She was involved in the invasion of Oran in Algeria in 1942, transported troops to India and the invasions of Sicily and southern France, where she was the flagship of General Jean de Lattre de Tassigny, Commander-in-Chief of the French Army. She came under attack several times from the ground and the air, but managed to escape serious damage and was dubbed "the lucky ship".

Dubbed the Lucky Ship for her military career during World War II, she was a sister to the less fortunate MS Piłsudski which was sunk in November 1939.
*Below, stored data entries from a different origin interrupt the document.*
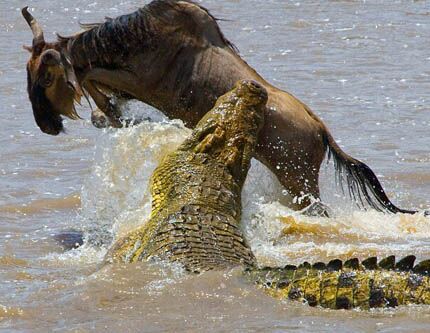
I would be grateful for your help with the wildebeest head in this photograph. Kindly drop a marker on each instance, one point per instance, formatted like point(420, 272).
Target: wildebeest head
point(51, 82)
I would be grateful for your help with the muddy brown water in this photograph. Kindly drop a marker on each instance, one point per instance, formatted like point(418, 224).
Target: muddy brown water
point(362, 66)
Returned to Poland in 1946, she continued her civilian service, transporting such eminents as Ryszard Kapuściński. From May 1949 through January 1951, she was the subject of several political incidents in which dockers and shipyard workers in the United States refused to unload cargo from her, or to service the ship by drydocking and painting. After these incidents, she was withdrawn from the North Atlantic route, refurbished at Hepburn for tropic service, and sailed in August 1951 from Gdynia and Southampton to Bombay and Karachi, via Gibraltar, Malta, Aden, and Suez. In 1957, she returned to the North Atlantic route. Afer retirement the Batory, like a number of other ships became a floating hotel-restaurant-museum in Gdynia for two years. But like most of these ventures the great idea proved unprofitable, the ship was sold for US $570,000 to a Hong Kong scrap yard, making her last one-way voyage during 1971.